Ad un certo punto un abbagliante chiarore argenteo si levò dalla voragine; una luce bianca e tagliente, accompagnata da vortici di neve e raffiche d’aria ghiacciata che risalivano nel volume cilindrico della torre. Gli uomini volevano fuggire, e qualcuno di fatto lo fece, ma Jacques disse loro di non muoversi e di osservare con attenzione.
Il drago infine si mosse. Il suo fiato gelido e le sue strida iniziarono a riempire l’aria. Ma non poteva sapere che il suo antro aveva l’accesso occupato da una torre. La belva era molto grossa e credette che, spingendo, l’avrebbe distrutta. Ma quella torre racchiudeva un segreto: mastro Jacques l’aveva concepita come una doppia elica e più il drago spingeva per salire, più l’artificio della torre a vite lo spingeva verso il basso.
La battaglia fu lunga; ci volle una notte intera prima che la bestia venne sconfitta e bloccata nelle più profonde cavità della montagna. Si narra che il suo possente dorso crestato continuò a spingere fino a che non si trasformò in roccia a contatto col calore del sole, tornato a splendere finalmente sulla valle, con forma simile a quella di mura merlate che dalla sommità si spingevano fin quasi a tuffarsi nel fiume.

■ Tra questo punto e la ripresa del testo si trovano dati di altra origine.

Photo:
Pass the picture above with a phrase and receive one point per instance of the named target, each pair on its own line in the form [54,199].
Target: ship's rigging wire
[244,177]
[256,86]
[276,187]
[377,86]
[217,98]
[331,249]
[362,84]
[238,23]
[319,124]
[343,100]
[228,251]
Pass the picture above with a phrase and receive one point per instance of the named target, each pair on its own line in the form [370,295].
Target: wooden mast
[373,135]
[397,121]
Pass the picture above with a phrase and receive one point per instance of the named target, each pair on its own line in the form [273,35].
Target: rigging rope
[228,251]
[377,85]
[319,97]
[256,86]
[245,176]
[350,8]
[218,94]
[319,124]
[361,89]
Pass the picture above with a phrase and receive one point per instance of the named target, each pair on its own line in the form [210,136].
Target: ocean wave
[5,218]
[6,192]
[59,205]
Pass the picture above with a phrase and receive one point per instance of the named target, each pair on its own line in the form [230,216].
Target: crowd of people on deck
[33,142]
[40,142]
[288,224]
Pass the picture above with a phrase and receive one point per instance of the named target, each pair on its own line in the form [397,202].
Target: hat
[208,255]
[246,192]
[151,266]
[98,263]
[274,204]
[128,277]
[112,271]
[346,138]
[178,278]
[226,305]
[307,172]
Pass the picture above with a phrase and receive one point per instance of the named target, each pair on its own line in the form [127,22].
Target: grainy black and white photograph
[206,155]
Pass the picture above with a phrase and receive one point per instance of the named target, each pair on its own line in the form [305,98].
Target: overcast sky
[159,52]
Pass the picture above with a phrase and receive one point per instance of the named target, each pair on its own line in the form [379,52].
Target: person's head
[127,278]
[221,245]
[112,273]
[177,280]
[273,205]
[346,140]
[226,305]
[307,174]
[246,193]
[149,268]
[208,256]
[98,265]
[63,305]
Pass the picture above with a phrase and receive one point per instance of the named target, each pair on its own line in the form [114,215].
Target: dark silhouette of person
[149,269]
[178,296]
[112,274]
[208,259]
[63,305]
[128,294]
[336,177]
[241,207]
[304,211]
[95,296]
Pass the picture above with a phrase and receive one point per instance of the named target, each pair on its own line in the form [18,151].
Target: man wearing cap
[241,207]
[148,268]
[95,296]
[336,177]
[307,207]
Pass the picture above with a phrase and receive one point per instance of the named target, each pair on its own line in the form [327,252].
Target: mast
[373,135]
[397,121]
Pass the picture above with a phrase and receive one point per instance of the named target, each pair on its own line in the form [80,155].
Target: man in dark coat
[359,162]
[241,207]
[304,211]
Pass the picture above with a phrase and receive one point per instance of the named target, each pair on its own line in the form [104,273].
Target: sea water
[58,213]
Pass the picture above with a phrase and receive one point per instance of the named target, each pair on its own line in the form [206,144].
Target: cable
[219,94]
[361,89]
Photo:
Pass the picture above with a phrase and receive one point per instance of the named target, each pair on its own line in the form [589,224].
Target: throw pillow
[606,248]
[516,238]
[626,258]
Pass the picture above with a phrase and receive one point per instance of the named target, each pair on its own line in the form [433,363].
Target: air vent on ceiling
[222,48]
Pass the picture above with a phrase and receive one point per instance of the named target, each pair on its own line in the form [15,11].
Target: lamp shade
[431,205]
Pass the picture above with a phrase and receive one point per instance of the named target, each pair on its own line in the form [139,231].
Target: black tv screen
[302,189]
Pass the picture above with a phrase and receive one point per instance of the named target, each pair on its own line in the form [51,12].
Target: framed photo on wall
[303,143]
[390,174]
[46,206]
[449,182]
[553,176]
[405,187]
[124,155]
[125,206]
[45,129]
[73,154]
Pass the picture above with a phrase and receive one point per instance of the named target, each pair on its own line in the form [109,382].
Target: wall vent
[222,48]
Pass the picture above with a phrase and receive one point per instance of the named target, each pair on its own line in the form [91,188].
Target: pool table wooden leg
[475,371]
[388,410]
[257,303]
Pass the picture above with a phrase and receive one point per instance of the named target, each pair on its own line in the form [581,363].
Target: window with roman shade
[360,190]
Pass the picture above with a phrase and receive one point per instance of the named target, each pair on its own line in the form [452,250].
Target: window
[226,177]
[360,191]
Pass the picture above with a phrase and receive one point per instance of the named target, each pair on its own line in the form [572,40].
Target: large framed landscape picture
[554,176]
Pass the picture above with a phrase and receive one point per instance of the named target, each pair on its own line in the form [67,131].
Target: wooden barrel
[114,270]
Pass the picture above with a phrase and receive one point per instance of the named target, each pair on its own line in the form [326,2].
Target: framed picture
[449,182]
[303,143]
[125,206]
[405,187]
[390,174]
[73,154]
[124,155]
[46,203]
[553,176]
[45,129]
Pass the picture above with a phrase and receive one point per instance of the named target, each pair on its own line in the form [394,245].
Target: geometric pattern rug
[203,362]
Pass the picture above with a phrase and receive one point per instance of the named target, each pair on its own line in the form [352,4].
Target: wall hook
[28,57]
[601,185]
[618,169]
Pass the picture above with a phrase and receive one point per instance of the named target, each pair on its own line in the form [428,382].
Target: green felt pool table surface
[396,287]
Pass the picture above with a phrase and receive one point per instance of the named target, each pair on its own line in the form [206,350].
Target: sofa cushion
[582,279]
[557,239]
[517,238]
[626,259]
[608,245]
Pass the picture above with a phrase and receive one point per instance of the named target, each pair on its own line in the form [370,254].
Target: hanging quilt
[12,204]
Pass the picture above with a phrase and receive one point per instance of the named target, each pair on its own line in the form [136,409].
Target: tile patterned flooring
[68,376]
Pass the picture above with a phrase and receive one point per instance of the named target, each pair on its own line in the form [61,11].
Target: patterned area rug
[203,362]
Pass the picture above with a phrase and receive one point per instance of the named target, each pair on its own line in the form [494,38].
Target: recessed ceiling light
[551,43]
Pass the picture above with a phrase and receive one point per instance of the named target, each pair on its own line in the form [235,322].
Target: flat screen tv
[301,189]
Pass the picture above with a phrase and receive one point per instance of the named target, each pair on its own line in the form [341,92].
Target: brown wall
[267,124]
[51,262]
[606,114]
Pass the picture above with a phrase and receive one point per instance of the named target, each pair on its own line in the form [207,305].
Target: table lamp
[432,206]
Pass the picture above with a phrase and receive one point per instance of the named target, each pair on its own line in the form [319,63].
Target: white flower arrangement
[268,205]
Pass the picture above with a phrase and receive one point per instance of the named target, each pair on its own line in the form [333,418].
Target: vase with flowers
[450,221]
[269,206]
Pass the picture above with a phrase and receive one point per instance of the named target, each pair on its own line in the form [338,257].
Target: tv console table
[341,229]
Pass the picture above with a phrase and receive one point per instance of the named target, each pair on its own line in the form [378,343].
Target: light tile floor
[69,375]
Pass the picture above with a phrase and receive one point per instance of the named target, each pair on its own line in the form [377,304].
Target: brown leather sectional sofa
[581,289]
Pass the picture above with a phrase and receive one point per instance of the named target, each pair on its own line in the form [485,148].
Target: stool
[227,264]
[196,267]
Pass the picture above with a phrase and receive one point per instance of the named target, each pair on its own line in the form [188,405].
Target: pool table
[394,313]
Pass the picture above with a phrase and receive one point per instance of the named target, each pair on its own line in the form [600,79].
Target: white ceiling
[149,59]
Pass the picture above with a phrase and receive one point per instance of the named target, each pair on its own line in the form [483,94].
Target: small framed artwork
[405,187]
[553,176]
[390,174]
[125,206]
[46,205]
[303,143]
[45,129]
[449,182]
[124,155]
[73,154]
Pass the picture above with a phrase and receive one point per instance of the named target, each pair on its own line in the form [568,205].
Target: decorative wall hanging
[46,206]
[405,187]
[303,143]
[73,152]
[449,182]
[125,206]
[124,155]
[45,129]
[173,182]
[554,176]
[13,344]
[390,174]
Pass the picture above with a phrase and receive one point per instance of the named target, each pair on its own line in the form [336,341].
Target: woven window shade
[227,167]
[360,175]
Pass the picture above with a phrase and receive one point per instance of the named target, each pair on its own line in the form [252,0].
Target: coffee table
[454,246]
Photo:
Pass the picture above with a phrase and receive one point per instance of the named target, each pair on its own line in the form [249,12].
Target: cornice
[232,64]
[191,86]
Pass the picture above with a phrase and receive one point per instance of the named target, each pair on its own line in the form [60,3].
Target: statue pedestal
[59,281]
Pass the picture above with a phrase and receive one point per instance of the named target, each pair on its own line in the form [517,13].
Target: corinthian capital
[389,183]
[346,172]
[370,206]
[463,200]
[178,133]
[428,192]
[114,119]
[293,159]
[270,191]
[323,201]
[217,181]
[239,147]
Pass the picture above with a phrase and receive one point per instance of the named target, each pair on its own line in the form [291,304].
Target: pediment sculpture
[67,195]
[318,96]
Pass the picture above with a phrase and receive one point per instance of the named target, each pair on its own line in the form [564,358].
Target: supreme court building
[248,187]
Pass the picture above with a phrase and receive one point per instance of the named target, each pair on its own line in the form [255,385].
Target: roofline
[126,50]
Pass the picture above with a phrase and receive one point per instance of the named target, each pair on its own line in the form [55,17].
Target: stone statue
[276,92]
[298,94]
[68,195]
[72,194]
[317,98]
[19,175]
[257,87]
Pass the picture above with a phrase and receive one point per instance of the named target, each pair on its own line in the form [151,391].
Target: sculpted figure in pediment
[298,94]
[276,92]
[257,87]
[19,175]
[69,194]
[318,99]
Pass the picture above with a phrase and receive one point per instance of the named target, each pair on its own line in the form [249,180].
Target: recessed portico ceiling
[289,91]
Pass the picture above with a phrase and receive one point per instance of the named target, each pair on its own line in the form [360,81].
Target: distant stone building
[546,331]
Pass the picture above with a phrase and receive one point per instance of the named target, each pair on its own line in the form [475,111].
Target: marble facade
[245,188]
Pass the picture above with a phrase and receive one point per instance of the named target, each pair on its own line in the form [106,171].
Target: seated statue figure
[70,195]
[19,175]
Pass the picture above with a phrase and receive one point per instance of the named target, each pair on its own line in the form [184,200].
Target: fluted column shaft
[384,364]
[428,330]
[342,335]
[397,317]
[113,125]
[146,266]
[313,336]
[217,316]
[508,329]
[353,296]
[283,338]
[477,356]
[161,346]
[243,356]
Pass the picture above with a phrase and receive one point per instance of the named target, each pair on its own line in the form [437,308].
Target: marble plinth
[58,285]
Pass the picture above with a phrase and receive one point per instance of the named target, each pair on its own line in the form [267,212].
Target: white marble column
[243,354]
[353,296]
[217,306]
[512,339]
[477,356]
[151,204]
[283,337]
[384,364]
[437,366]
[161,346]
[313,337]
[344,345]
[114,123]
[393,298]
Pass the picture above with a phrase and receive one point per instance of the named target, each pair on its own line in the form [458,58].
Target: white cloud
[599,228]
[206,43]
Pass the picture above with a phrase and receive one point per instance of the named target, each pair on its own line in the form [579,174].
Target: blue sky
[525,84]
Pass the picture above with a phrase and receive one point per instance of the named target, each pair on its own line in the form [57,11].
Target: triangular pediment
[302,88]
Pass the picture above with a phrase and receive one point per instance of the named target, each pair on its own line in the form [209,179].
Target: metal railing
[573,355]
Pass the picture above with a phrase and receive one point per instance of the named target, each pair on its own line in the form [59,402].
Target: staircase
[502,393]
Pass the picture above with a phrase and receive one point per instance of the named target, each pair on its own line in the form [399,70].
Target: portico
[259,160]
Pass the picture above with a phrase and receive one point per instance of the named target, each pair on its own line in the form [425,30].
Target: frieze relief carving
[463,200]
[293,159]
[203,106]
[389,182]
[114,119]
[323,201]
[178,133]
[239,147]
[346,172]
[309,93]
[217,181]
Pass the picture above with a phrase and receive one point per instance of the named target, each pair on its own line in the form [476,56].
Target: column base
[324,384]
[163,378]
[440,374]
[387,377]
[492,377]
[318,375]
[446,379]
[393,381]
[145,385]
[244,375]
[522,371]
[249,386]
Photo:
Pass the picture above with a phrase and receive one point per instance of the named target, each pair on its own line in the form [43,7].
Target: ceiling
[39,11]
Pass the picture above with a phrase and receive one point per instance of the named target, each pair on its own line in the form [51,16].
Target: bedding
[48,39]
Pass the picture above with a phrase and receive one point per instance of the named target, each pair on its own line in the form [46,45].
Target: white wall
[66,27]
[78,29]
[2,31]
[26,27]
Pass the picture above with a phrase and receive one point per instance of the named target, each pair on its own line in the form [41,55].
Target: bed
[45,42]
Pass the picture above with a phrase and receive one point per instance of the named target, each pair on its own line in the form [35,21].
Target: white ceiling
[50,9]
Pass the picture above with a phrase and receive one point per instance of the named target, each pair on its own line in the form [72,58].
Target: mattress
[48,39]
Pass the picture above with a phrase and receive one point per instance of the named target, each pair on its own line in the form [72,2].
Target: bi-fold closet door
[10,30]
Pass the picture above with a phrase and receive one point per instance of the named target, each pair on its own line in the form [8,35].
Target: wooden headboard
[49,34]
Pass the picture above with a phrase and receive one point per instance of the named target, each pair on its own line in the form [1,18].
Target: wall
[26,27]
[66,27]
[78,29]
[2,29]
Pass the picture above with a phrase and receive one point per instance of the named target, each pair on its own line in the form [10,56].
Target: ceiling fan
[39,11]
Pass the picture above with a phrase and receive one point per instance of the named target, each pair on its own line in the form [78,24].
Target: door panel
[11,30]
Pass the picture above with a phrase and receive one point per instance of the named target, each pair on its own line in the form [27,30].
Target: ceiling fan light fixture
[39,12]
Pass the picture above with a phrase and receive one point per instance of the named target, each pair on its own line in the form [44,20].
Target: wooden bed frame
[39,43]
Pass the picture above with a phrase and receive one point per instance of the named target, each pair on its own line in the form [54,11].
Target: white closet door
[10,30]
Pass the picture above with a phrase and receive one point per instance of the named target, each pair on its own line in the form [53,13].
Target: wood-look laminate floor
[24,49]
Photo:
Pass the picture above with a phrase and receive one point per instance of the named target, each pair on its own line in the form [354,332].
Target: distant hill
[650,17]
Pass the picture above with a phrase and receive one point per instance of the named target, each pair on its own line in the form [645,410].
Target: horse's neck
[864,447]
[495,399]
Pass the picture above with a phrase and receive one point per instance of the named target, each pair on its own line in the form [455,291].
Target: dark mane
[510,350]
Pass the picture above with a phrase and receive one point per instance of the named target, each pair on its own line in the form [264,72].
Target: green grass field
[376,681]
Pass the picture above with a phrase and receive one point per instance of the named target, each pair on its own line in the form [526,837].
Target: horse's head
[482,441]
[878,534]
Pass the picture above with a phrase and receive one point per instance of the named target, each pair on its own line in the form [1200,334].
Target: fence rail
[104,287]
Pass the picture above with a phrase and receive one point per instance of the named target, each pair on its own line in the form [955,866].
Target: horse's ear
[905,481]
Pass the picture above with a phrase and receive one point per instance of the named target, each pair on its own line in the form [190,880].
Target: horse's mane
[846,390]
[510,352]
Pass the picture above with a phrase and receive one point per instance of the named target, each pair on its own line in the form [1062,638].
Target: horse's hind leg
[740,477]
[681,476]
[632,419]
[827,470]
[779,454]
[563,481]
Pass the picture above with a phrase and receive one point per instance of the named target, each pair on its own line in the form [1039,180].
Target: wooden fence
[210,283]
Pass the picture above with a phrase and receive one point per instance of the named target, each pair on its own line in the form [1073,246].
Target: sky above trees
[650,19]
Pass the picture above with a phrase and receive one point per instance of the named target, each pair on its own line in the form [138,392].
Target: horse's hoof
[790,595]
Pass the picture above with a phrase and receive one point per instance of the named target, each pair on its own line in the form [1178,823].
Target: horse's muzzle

Il drago di ghiaccio era stato sconfitto per sempre.
La festa nella vallata fu grande e si protrasse per giorni e notti. La natura era tornata a risplendere e dare frutti. Gli uomini erano di nuovo felici e avevano ripreso i loro lavori consueti.
Fu così che, una sera, Jacques e Maria, la figlia dell’oste, si dichiararono il loro reciproco amore e convolarono a nozze nell’antica chiesa del paese, “stranamente” mai toccata dal furore del drago.
L’impresa del giovane capomastro savoiardo ebbe immediata fama tanto al di qua che al di là delle Alpi. Jacques ricevette infine una chiamata molto importante: fu convocato addirittura dal re d’Inghilterra che gli commissionò numerose torri e castelli nella sua terra.
Jacques e la giovane sposa si trasferirono quindi in Gran Bretagna dove lui, noto come master James, inanellò un successo dietro l’altro,sia come valido architetto che come… dragon hunter!!
Allora, vi va di vedere da vicino la torre dove master James ha imprigionato il feroce drago d’argento? Sì?! E’ in Valle d’Aosta, a Villeneuve: è il castello di Châtelargent!
Ringrazio di cuore l’amico Enrico Romanzi che mi ha consentito di utilizzare uno dei suoi magnifici scatti come immagine di copertina.
Grazie a te Stella per riuscire sempre ad incantarmi con le tue parole!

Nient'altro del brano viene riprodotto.